The Legislative Assembly approved Ley Quincena 25, a new measure aimed at strengthening workers’ income, stimulating domestic consumption, and supporting the country’s economic activity. The initiative was approved with 59 votes and was presented by President Nayib Bukele as part of a strategy to alleviate the financial pressure faced by salvadoran families at the beginning of each year.
The law establishes the delivery of a supplementary income equivalent to 50% of the monthly salary, which will be paid between January 15 and 25. This benefit is aimed at public and private sector workers who earn up to US$1,500 per month and does not replace their regular salary.
One of the key points of the law is that this additional payment will not be subject to income tax deductions, contributions to the Instituto Salvadoreño del Seguro Social (ISSS), or contributions to Administradoras de Fondos de Pensiones (AFP). Furthermore, the amount awarded cannot be seized, guaranteeing that it reaches the beneficiary in full.

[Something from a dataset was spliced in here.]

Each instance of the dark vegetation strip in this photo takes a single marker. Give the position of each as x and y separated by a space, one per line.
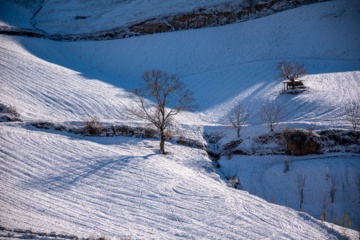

During the legislative debate, it was emphasized that the measure would have a positive impact on most of the salaried population. According to the presentations in plenary session, the benefit would reach approximately 94% of workers, generating a multiplier effect in commerce, services, and small and medium-sized businesses, especially at the local level.
Deputy Christian Guevara, head of the Nuevas Ideas party and president of the Finance Committee, explained that the law responds to a recurring economic reality. He noted that january is typically a challenging month for family finances due to increased expenses in december, and that the Ley Quincena 25, aims to address this situation in a structural and sustainable way, while simultaneously boosting the circulation of money in the national economy.

The application of the law will have a differentiated approach depending on the sector. The central government will be the first to implement it on a mandatory basis for all public employees starting in january 2026. In the private sector, adoption will be gradual. During the first year, the payment will be voluntary, but companies that choose to offer it will receive a tax incentive, consisting of a 100% deduction of the amount paid from their Income Tax.
The legislation also includes special provisions to protect workers. In cases where an employment contract is terminated due to the employer’s liability or when a worker is dismissed without legal cause before january 25, the individual will be entitled to receive the additional financial compensation established by law.
The approval of the Ley Quincena 25 joins other legislative decisions promoted in recent years to support the population’s income, such as the advance payment of the Christmas bonus, the provision of pensions and Christmas bonuses to retirees, and measures related to child support obligations. With this new regulation, authorities seek to consolidate a system of direct support for workers and boost consumption during key times of the year.